Archiwum 28 października 2007


rozowy pyl,bialy proch
Autor: kochanka_diakona
28 października 2007, 21:18
słońce wschodzi w każdym miejscu na ziemi,ale o różnych porach , powiedziala kiedys Kamila zakanczajac grafomanska tworczosc,dzis mowi to rozpoczynajac wywod.a wlasciwie nie,po prostu rozpoczynajac.
chciałabym zobaczyc wschód słońca dwa razy w ciągu jednej doby nie widząc ani razu zachodu.
pojawiła się u mnie fascynacja centralna gwiazda ukladu.
leciec do slonca-spalic sie.rozumiem Ikara,zgrzalo mi na łeb.
obsesja sloneczna spowodowana ciągła chęcia ucieczki do cieplych krajów,pojade do burkiny faso i zbuduje tam swoje imperium.
"Podaruj mi coś
Czego nie zdobędę sama
A wtedy ja szepnę ci;
Możesz mnie dotknąć"
ciało i dusza wystawione na przetarg.
chciałam powiedzieć coś o pewnej kobiecie,chciałam powiedzięc o tym,że ją kocham,ze po raz pierwszy w życiu tak gorąco i nagle kogos...ale nie.nie jest dla mnie.nie moge.i tak ma pozostać.
*uśmiecham się
siedzisz naprzeciwko,ale nie widzisz
mnie już dawno tutaj nie ma.
odleciałam na swoją plażę ze snu.
sama.sama dla siebie.widzę tych,ktorzy są dla MNIE i przeze MNIE.

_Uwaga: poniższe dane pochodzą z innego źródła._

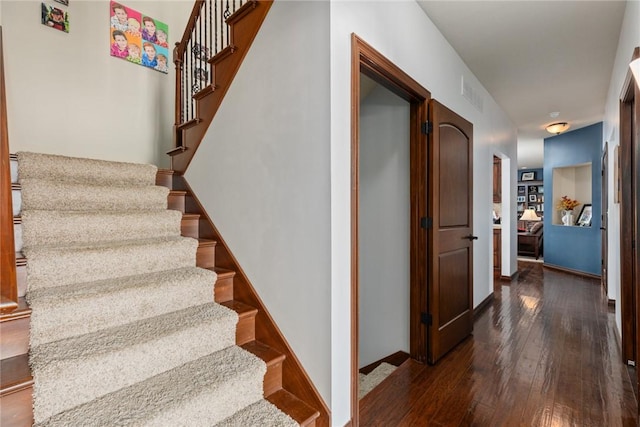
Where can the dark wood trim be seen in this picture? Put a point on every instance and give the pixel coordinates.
(395, 359)
(243, 27)
(511, 278)
(485, 304)
(8, 283)
(355, 212)
(295, 379)
(571, 271)
(629, 114)
(365, 59)
(182, 44)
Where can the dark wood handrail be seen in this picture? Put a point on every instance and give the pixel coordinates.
(8, 284)
(181, 46)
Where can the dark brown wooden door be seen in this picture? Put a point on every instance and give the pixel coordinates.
(450, 244)
(605, 221)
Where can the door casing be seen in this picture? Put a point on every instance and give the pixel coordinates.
(365, 59)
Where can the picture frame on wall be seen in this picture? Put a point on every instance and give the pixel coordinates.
(528, 176)
(584, 219)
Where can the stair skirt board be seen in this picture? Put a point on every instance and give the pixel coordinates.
(124, 330)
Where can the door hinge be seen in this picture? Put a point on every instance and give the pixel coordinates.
(426, 222)
(426, 128)
(426, 318)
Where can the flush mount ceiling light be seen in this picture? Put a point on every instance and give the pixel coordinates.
(557, 128)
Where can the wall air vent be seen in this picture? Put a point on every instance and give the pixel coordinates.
(471, 95)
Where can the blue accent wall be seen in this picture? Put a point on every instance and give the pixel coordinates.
(537, 177)
(575, 248)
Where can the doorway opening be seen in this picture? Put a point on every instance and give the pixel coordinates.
(367, 61)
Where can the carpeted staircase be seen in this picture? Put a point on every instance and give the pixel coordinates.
(124, 330)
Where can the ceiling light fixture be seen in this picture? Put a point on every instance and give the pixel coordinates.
(557, 128)
(635, 70)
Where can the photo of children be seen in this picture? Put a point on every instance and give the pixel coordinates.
(134, 54)
(55, 18)
(138, 38)
(120, 45)
(119, 17)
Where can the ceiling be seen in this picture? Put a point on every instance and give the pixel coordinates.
(535, 58)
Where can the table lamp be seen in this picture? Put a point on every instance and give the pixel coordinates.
(529, 216)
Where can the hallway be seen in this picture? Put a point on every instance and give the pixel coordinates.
(544, 353)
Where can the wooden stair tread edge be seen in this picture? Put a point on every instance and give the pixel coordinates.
(207, 242)
(204, 92)
(294, 407)
(243, 310)
(16, 374)
(269, 355)
(7, 305)
(223, 271)
(21, 311)
(176, 151)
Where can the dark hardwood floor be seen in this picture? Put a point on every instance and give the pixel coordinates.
(544, 353)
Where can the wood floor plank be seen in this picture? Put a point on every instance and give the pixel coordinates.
(544, 353)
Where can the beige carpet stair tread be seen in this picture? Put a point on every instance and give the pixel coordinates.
(53, 227)
(51, 266)
(109, 303)
(124, 330)
(62, 196)
(260, 414)
(73, 169)
(200, 393)
(67, 371)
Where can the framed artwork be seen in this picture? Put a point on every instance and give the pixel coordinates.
(584, 219)
(55, 18)
(528, 176)
(138, 38)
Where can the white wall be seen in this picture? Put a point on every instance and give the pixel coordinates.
(629, 39)
(67, 95)
(402, 32)
(262, 174)
(384, 226)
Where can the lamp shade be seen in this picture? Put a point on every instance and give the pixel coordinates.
(529, 215)
(557, 128)
(635, 70)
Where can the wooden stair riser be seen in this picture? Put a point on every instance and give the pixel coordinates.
(305, 415)
(175, 200)
(16, 408)
(223, 290)
(206, 254)
(15, 337)
(273, 359)
(246, 327)
(189, 226)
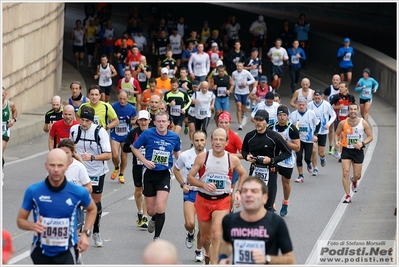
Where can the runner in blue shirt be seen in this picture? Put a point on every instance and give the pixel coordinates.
(345, 55)
(367, 87)
(54, 202)
(127, 117)
(160, 145)
(296, 55)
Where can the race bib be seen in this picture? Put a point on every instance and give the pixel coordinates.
(237, 60)
(122, 129)
(95, 180)
(294, 60)
(170, 73)
(344, 111)
(162, 50)
(96, 120)
(303, 130)
(57, 232)
(366, 92)
(351, 140)
(160, 157)
(133, 64)
(254, 72)
(91, 39)
(347, 57)
(262, 173)
(243, 250)
(142, 151)
(218, 180)
(191, 111)
(240, 86)
(221, 91)
(141, 77)
(203, 111)
(175, 110)
(276, 60)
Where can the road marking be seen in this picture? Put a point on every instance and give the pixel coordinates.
(339, 211)
(27, 158)
(27, 253)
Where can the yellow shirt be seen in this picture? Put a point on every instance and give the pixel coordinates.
(104, 112)
(163, 85)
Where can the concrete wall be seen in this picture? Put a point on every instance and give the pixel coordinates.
(383, 68)
(32, 52)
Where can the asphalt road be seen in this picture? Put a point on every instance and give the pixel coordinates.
(315, 212)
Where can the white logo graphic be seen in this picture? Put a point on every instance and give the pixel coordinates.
(69, 202)
(45, 198)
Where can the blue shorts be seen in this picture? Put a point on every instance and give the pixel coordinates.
(190, 196)
(235, 177)
(108, 49)
(241, 98)
(117, 138)
(222, 103)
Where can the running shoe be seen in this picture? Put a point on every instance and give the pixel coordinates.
(284, 210)
(114, 174)
(151, 226)
(348, 199)
(98, 242)
(207, 259)
(310, 168)
(300, 179)
(144, 222)
(354, 185)
(139, 221)
(199, 257)
(323, 162)
(190, 238)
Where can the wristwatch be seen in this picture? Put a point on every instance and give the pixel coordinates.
(87, 232)
(268, 258)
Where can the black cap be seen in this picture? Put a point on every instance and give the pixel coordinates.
(367, 70)
(269, 96)
(282, 109)
(262, 114)
(318, 92)
(195, 83)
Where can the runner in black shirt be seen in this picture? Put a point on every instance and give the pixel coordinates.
(264, 148)
(255, 235)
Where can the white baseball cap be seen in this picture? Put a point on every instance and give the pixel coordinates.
(144, 114)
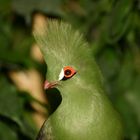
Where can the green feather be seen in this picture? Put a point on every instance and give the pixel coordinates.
(85, 112)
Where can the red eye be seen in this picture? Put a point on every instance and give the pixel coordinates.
(68, 72)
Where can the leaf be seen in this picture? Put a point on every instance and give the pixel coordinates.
(10, 105)
(6, 133)
(26, 8)
(119, 20)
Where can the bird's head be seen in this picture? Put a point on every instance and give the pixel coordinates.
(66, 53)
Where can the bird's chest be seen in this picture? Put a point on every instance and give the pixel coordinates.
(74, 122)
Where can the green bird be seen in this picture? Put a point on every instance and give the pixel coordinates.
(85, 112)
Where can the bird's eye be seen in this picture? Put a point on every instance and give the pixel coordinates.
(66, 73)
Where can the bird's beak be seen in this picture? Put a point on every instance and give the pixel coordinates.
(48, 85)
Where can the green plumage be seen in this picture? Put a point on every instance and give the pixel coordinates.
(85, 112)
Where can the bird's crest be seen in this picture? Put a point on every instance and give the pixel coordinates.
(60, 40)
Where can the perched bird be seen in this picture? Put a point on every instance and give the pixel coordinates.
(85, 112)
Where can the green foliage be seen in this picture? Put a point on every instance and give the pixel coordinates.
(112, 29)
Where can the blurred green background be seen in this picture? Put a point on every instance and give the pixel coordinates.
(112, 28)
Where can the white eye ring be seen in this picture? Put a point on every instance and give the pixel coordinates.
(61, 75)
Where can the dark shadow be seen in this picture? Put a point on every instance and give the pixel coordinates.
(54, 99)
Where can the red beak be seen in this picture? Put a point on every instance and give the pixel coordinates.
(48, 85)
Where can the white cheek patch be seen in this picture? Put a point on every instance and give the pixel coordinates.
(61, 75)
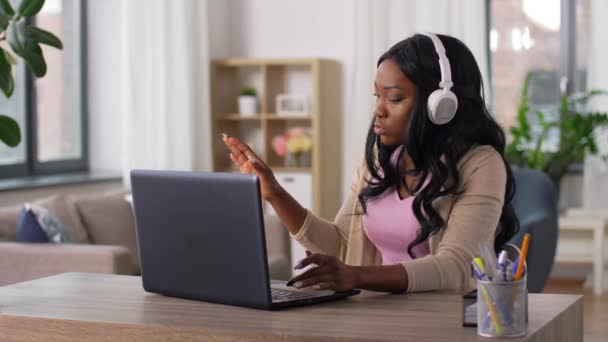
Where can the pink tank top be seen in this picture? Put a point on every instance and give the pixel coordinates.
(390, 224)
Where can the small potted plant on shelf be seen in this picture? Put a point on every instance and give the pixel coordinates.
(248, 101)
(295, 146)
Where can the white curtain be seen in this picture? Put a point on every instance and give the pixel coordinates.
(595, 178)
(165, 103)
(378, 24)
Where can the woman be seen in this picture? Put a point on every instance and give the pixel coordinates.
(427, 195)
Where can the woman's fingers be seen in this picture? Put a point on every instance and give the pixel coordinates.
(330, 285)
(313, 272)
(323, 276)
(312, 259)
(241, 151)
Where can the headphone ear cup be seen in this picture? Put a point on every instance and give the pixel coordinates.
(442, 106)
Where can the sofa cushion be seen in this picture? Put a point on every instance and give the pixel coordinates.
(64, 209)
(109, 221)
(29, 229)
(8, 222)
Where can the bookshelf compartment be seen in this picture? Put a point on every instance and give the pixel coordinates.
(288, 79)
(228, 82)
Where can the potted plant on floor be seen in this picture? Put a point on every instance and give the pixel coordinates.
(24, 40)
(575, 126)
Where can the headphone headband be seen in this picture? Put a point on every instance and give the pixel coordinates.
(444, 62)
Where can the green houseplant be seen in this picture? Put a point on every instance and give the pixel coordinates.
(24, 40)
(576, 134)
(247, 101)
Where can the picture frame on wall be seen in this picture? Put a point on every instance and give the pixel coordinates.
(292, 105)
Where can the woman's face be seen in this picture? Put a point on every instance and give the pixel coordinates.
(395, 98)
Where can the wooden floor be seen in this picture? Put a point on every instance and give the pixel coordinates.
(596, 308)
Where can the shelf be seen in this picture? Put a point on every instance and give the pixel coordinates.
(284, 169)
(238, 117)
(241, 62)
(319, 80)
(288, 117)
(274, 117)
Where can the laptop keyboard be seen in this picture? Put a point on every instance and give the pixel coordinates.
(280, 295)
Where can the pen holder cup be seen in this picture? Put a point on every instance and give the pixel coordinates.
(502, 308)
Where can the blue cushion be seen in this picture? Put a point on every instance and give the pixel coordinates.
(28, 228)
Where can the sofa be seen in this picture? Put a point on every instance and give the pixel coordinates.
(103, 240)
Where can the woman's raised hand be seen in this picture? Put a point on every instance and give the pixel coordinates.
(248, 162)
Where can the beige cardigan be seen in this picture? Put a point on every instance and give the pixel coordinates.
(471, 217)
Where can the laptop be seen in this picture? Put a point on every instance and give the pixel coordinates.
(201, 236)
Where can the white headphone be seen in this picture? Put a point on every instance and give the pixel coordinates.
(442, 103)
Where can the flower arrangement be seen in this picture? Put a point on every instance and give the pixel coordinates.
(295, 145)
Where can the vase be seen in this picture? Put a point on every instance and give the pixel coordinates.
(297, 159)
(247, 105)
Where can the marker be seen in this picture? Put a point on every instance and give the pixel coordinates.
(502, 264)
(522, 258)
(479, 272)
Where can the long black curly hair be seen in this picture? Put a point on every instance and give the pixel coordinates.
(436, 150)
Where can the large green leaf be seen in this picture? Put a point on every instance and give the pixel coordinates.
(10, 133)
(44, 37)
(17, 36)
(7, 83)
(6, 8)
(29, 8)
(4, 21)
(34, 58)
(9, 57)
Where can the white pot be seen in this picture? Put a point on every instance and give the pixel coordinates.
(248, 105)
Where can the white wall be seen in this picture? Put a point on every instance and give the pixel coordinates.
(105, 64)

moj pieprzony zepsuty świat
Money, diamonds, gold & ice
ohhh god,i'm lovin' it.*

and now shut up and swallow.
plastic surgery slumber party sponsorem klimatu na dzisiejszy wieczor.
dusze się dymem,ktory mozna złapać w ręcę.jestesmy tak wspaniale sztuczni,zaraz pokruszy mi się uśmiech.nie ten świat,nie poznajesz mnie i doskonale o tym wiem.